L’enfer du Viroin, le paradis des traileurs

Les 400 traileurs présents dimanche à Viroinval se souviendront longtemps de la beauté des paysages mais aussi des difficultés des parcours.

Geoffroy BRUYR
L’enfer du Viroin, le paradis des traileurs
Nicola Bucci a pu apprécier la beauté des paysages tout au long de sa balade de 24 km. ©ÉdA – 501562117698

L'enfer est parfois fort proche du paradis: c'est ce que se sont dit les 400 traileurs présents dimanche à Viroinval tant les parcours, certes difficiles à plusieurs endroits, valaient le déplacement. «Nous voulions mettre notre belle région en lumière en organisant cette nouvelle version estivale de Notre Enfer du Viroin, cinq mois après la version hivernale, précise Youri Vandeloise de l'association Crayat'Titude. L'an dernier, nous avions juste pu baliser les parcours et proposer notre événement sans inscription ni classement mais ce dimanche nous sommes revenus à notre formule originelle.»

Cette fois, en plus des circuits de 16 km, 24 km et 42 km tracés depuis le terrain de football de l'OC Nismes, il y avait un 60 km. «Il y a de plus en plus d'amateurs de ce type de distance. D'ailleurs nous envisageons d'encore augmenter les kilomètres mais aussi les dénivelés lors des prochaines éditions!» Cette année ils étaient de 521 m, 738 m, 1 477 m et 2 064 m.

Le ravito à la Chimay a été particulièrement apprécié. «Nous l'avons volontairement mis à la fin, à l'ancienne Tannerie de Dourbes, histoire de reprendre un peu de force pour les derniers kilomètres!»

Nismes, Vierves, Treignes… Autant d'endroits magnifiques à découvrir! «J'estime que le plus bel endroit est le Fondry des Chiens, un gouffre naturel situé sur les hauteurs et à l'est du village de Nismes.

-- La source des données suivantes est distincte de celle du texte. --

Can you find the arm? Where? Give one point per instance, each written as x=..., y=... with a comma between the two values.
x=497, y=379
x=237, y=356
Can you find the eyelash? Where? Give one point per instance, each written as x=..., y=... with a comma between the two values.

Et le plus difficile est la montée vers le Vieux Château de Dourbes: un vrai mur d'escalade! On y a d'ailleurs apposé une corde pour permettre une ascension plus aisée. La colline calcaire de la Montagne-au-Buis n'est pas mal non plus dans son genre.»

Nicola Bucci retrouve le rythme

Nicola Bucci en a vu d'autres. Le Nalinnois s'est baladé tout au long des 24 km, faisant la course avec son ami Hicham Touati avant de le lâcher à quatre kilomètres de l'arrivée. «Je me remets tout doucement dans le rythme après cette année Covid, raconta-t-il. Durant les confinements je me suis entraîné un peu mais pas trop. J'ai fait d'autres choses, du vélo notamment. Mais aussi quelques petits voyages avec mon van. J'ai repris au Trail du Jambon puis je me suis aligné au Grand Trail des Lacs et Châteaux en mai ainsi qu'au Carillon Trail en juin.» Le 29 août, il devrait faire la Course du Grand Ballon à Willer-sur-Thur dans les Vosges. «J'ai appris par hasard qu'il serait qualificatif pour le championnat du monde en Thaïlande.»

Hicham a pu suivre Nicola durant 20 km. «Après j'étais cuit!, raconte le Marcinellois. Je me suis d'ailleurs fait reprendre par Renaud Camus. Ce n'était que mon deuxième trail. Le premier, je l'avais fait en 2018…»

Depuis quelques semaines il s'entraîne avec Nicola et Jérôme Groffier (2e du 60 km). «J'apprécie de plus en plus cette discipline, moi qui suis un routier à la base. Mais j'ai encore plein de choses à apprendre: c'est tout bête mais j'aurais dû mettre des chaussettes plus adaptées car j'ai les pieds trempés après avoir traversé un passage à gué.»